A classic study of visual working memory was conducted by Shepard & Metzler (1971)5. They asked participants to complete a mental rotation task. Participants had to say whether two drawings of three-dimensional cube structures were the same structure or different structures (see picture to the right). The researchers found that people are able to accurately recognise when the pairs of shapes matched. However, participants took longer to work this out if one of the drawings had been rotated, so as to show the structure from a different angle. This exercise demonstrates the role of visual working memory in recognising objects (the visual cache) as well as mentally manipulating an object to decide whether two objects are the same (viewed from different angles) or different; making use of the inner scribe.
How Does Working Memory Work?
So far we have outlined the component parts of the working memory and provided some experimental evidence to support their role in the model. It is worth briefly considering the model, not as its constituent parts but as a complete function.

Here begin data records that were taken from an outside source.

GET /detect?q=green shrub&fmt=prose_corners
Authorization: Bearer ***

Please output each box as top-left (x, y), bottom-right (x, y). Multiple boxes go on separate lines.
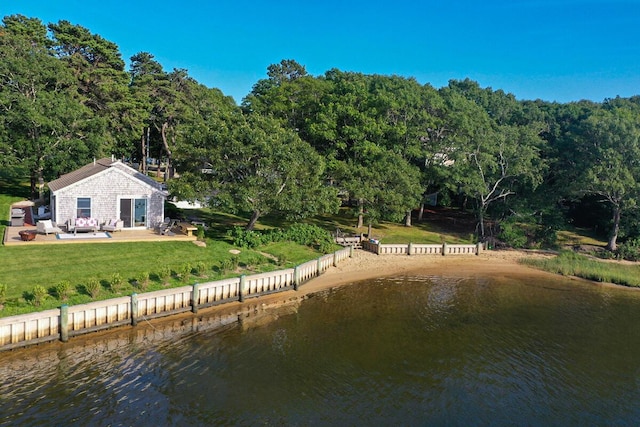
top-left (110, 272), bottom-right (123, 294)
top-left (193, 261), bottom-right (207, 277)
top-left (227, 226), bottom-right (264, 248)
top-left (498, 220), bottom-right (528, 249)
top-left (196, 226), bottom-right (205, 241)
top-left (285, 223), bottom-right (334, 253)
top-left (32, 285), bottom-right (48, 306)
top-left (227, 224), bottom-right (335, 252)
top-left (158, 265), bottom-right (172, 286)
top-left (137, 271), bottom-right (150, 290)
top-left (179, 263), bottom-right (192, 282)
top-left (55, 280), bottom-right (73, 301)
top-left (0, 283), bottom-right (6, 308)
top-left (219, 259), bottom-right (231, 274)
top-left (616, 238), bottom-right (640, 261)
top-left (85, 277), bottom-right (101, 299)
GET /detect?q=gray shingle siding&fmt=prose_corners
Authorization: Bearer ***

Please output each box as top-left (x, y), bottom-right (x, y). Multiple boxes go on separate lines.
top-left (50, 161), bottom-right (167, 229)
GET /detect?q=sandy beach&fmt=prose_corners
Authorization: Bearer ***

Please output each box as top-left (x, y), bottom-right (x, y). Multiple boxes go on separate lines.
top-left (299, 248), bottom-right (556, 295)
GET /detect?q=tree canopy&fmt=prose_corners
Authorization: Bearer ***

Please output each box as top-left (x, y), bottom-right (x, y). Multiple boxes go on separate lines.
top-left (3, 14), bottom-right (640, 251)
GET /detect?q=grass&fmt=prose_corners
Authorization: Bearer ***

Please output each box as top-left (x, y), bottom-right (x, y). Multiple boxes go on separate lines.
top-left (1, 185), bottom-right (624, 316)
top-left (0, 230), bottom-right (335, 316)
top-left (522, 250), bottom-right (640, 287)
top-left (556, 226), bottom-right (607, 247)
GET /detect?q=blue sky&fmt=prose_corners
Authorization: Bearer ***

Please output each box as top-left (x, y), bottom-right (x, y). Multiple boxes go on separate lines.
top-left (3, 0), bottom-right (640, 104)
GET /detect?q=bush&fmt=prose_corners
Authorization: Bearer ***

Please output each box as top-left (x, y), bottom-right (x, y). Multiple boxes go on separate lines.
top-left (196, 226), bottom-right (205, 241)
top-left (158, 266), bottom-right (172, 286)
top-left (55, 280), bottom-right (73, 301)
top-left (227, 224), bottom-right (335, 253)
top-left (193, 261), bottom-right (207, 277)
top-left (0, 283), bottom-right (6, 309)
top-left (137, 271), bottom-right (150, 290)
top-left (227, 227), bottom-right (264, 249)
top-left (32, 285), bottom-right (48, 306)
top-left (285, 224), bottom-right (334, 253)
top-left (498, 220), bottom-right (528, 249)
top-left (616, 238), bottom-right (640, 261)
top-left (85, 277), bottom-right (101, 298)
top-left (179, 263), bottom-right (192, 282)
top-left (220, 259), bottom-right (233, 274)
top-left (110, 272), bottom-right (123, 294)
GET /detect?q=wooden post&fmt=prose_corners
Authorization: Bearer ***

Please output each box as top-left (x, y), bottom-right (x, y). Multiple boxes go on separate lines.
top-left (60, 304), bottom-right (69, 343)
top-left (333, 251), bottom-right (338, 267)
top-left (294, 266), bottom-right (300, 290)
top-left (239, 275), bottom-right (245, 302)
top-left (442, 242), bottom-right (447, 256)
top-left (377, 243), bottom-right (381, 255)
top-left (408, 242), bottom-right (413, 256)
top-left (476, 242), bottom-right (482, 256)
top-left (192, 283), bottom-right (200, 313)
top-left (317, 257), bottom-right (322, 276)
top-left (349, 245), bottom-right (354, 257)
top-left (131, 293), bottom-right (138, 326)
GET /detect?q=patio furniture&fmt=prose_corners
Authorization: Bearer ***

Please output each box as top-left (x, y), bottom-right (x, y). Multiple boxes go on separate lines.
top-left (178, 222), bottom-right (198, 237)
top-left (34, 205), bottom-right (51, 220)
top-left (101, 219), bottom-right (123, 232)
top-left (67, 217), bottom-right (99, 235)
top-left (18, 230), bottom-right (37, 241)
top-left (10, 208), bottom-right (25, 227)
top-left (155, 217), bottom-right (177, 235)
top-left (37, 220), bottom-right (63, 235)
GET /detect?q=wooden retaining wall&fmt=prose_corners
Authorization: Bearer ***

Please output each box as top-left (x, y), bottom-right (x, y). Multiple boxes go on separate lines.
top-left (361, 240), bottom-right (482, 256)
top-left (0, 246), bottom-right (353, 351)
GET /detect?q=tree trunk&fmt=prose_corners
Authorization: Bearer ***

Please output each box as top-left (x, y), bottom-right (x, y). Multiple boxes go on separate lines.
top-left (404, 210), bottom-right (412, 227)
top-left (357, 198), bottom-right (364, 228)
top-left (477, 207), bottom-right (486, 241)
top-left (30, 173), bottom-right (37, 201)
top-left (140, 130), bottom-right (147, 174)
top-left (161, 122), bottom-right (173, 183)
top-left (368, 222), bottom-right (372, 238)
top-left (246, 210), bottom-right (261, 231)
top-left (606, 205), bottom-right (621, 251)
top-left (418, 203), bottom-right (425, 221)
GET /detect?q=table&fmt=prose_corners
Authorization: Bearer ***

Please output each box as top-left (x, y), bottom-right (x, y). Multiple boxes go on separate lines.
top-left (178, 222), bottom-right (198, 237)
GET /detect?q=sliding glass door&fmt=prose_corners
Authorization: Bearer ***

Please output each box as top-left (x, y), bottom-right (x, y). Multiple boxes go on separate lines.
top-left (119, 198), bottom-right (147, 228)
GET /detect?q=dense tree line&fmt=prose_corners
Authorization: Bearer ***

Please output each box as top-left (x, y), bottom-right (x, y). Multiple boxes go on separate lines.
top-left (2, 15), bottom-right (640, 252)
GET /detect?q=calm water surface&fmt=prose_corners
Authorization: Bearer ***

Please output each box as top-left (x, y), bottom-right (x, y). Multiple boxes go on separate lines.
top-left (2, 271), bottom-right (640, 426)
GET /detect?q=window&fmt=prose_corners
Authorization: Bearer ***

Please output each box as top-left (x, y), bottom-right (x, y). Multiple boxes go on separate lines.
top-left (77, 198), bottom-right (91, 218)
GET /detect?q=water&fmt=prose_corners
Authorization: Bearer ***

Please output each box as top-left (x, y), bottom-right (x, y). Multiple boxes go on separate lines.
top-left (2, 271), bottom-right (640, 426)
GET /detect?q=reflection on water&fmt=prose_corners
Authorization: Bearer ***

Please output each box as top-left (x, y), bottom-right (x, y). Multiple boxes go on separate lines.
top-left (2, 272), bottom-right (640, 426)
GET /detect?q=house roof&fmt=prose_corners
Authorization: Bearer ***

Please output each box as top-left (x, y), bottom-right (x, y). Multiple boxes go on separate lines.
top-left (48, 158), bottom-right (166, 193)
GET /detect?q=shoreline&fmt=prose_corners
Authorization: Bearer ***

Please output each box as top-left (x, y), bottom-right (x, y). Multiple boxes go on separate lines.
top-left (0, 249), bottom-right (563, 357)
top-left (298, 248), bottom-right (557, 293)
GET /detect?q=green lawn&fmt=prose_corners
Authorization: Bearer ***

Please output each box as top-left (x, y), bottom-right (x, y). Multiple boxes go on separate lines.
top-left (1, 186), bottom-right (614, 317)
top-left (0, 236), bottom-right (330, 316)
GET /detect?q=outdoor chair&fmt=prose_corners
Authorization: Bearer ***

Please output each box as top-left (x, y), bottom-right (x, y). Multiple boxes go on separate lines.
top-left (36, 219), bottom-right (63, 235)
top-left (156, 217), bottom-right (176, 235)
top-left (101, 219), bottom-right (123, 232)
top-left (10, 208), bottom-right (25, 226)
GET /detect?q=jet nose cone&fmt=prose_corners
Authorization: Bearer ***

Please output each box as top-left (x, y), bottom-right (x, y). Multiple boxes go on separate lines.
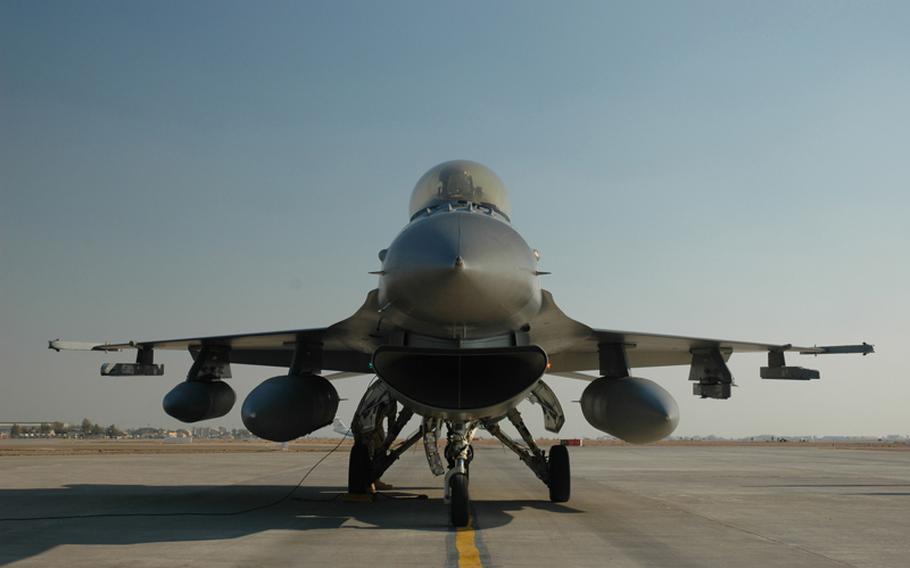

The favoured view of working memory is the 'resource sharing model' proposed by Daneman & Carpenter (1980, see Central Executive) - though it was not referred to as the resource sharing model until 2001 - which suggests cognitive resources are divided between tasks, which compete for the attention and resources of working memory.
A large body of dual-task studies provide evidence supporting this model. Completing two tasks that compete for the same resource at the same time leads to a decrease in efficiency in both tasks. However, simultaneously completing two tasks, which make use of different components of working memory (for example, a verbal task and a visual task) does not negatively affect a person's ability to efficiently and accurately complete either task.
The case study of KF (Shallice & Warrington, 19706) - an individual who suffered brain damage as a result of a motorbike accident - provides evidence that the different slave systems within working memory are situated in different areas of the brain, and are therefore anatomically separate as well as cognitively distinct. KF suffered impairments in verbal information, but his memory for visual information was largely unaffected following the motorbike accident. Case studies, of course, may lack external validity as they are unable to assess whether it is possible to generalise the results of a specific case to a wider population.